А к Леонову незадолго до смерти заходила младшая дочь, и он еле слышно повторял: "Какой народ был… какой народ, Боже мой – русские… Какой народ погубили…"

***

Наследовать сложносочинённой, а иногда и трудноподъёмной леоновской фразе более других пытался Пётр Проскурин – но получалось у него это менее других.

В его случае фраза становится трудноподъёмной не для читателя (как порой у Леонова), а для самого писателя, который не справляется с выражаемой им мыслью.

Псевдоклассические многословие заметно и в позднем Юрии Бондареве (особенно в "Мгновениях", и во многих "мирных" романах), но в случае Проскурина достигает своего с обратным знаком совершенства. Пётр Лукич подзабыл леоновский урок о том, что первая фраза произведения задаёт камертон всему тексту. А чего мы можем ждать от книги, которая начинается так: "Тревожный знакомый свет прорезался неровным, дрожащим бликом и исчез, чтобы снова появиться через мгновение, и она даже во сне потянулась на этот свет, это было предупреждение, предчувствие счастья, одного из тех немногих мгновений, таких редких в её предыдущей жизни, где-то в самых отдалённых глубинах её существа уже копилась таинственная, как подземная река, музыка, и, как всегда, она начиналась с одной и той же мучительно рвущейся ноты".

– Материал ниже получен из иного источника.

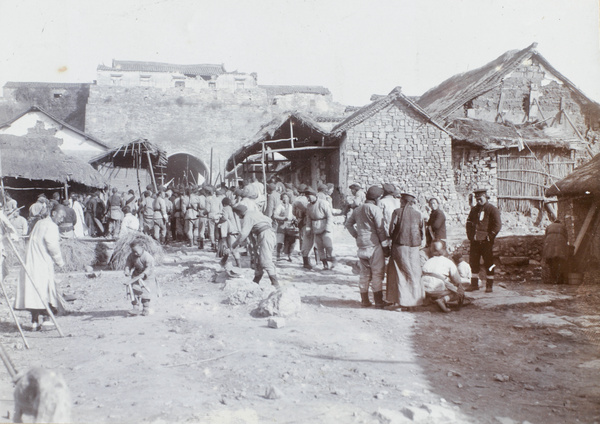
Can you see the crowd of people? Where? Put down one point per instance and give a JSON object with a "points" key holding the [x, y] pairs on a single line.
{"points": [[269, 220]]}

Слишком много всего, в равной степени и многозначного и бессмысленного: облик, подземная река, предчувствие, предупреждение, глубины, музыка, нота... Это цитата из повести Проскурина "Чёрные птицы".

У Леонова есть столь же сложно построенные фразы – но там почти всегда каждое слово взвешено на точных весах, даром, что ни всякий обладает необходимым слухом для того, чтоб это услышать.

Впрочем, в некоторых своих вещах Проскурин был крепким мастером.

Самая известное его сочинение – трилогия "Судьба" (1972), "Имя твоё" (1977) и "Отречение" (1990).

Первая часть трилогии была успешно экранизирована, что отчасти обусловило известность Проскурина. Именно в этих вещах Проскурин шёл одновременно от Шолохова (и Толстого) и от Леонова (и Достоевского). Не удался ни настоящий эпос (а кому он, с другой стороны, удался?), ни работа со сложными психологическими характерами, которые, как у Леонова, имели бы не только первое, но и второе, и третье потайное дно.